I think hard part is that outside it takes 1-3 months to see if it’s race car. Especially in begin both things look pretty same.

At least with fire, you know when you are getting burned.

"This is fine." </sarc>

it disproportionately empowers the dumb and evil it seems. those two classes of people are supercharged by AI.

Yeesh that sounds painful. There's definitely a fine line between vibe coding as a professional engineer and vibe coding as an outsider.

I have downgraded my Claude to the $20 one, and basically only use it for the web chat right now. For coding, I use DeepSeek @API Rates configured in Claude Code. I have spent around $4.8 for 320,000,000 tokens. I always felt like i was not using Claude plan, that i had to have the LLM working on something all the time to justify the price. Now with DeepSeek i don't think about it anymore. I don't feel bad when not using the subscription anymore, and i don't worry about limits as i just pay more. Where i really felt this was on running things in parallel as there are no hourly limits anymore!

Gemini changed their rate limits recently and I find the free plan is sufficient for any 'hard' problems that DeepSeek might have trouble with. The combination of the two has reduced my AI spend to $5/month. I agree that it's nice not to have to worry about maxing out your subscription - I'm not doing personal projects 24/7.

I am right now at DeepSeek + Claude $20 combo. The former for coding home projects (it's pay as you use is quite cost effective) and the latter mainly for general purpose because I deal with it's relatively more even keeled tone better. Gemini preview couple of years ago was very balanced in terms of tone but they amped up the positivity in the GA version. The over the top sycophantic responses really grind my gears.

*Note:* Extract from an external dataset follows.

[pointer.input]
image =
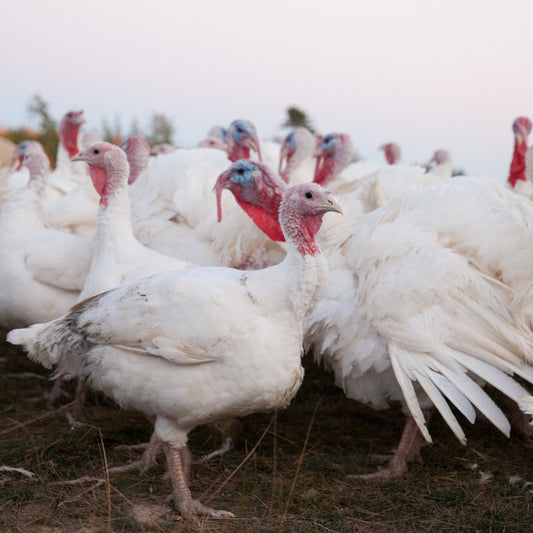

If I’m reading right you used to pay more for Claude but now deepseek has replaced that higher tier subscription. Do you mind my asking what you were paying before?

[flagged]

>I think of what to do next

As everyone trying to do real work is finding, that's the actual bottleneck. If the system is keeping up with your thinking, you're doing fine. You can't "level up" your thinking by paying for more tokens. The people doing more automatic stuff are probably outpacing their own thinking, and that will bite them eventually.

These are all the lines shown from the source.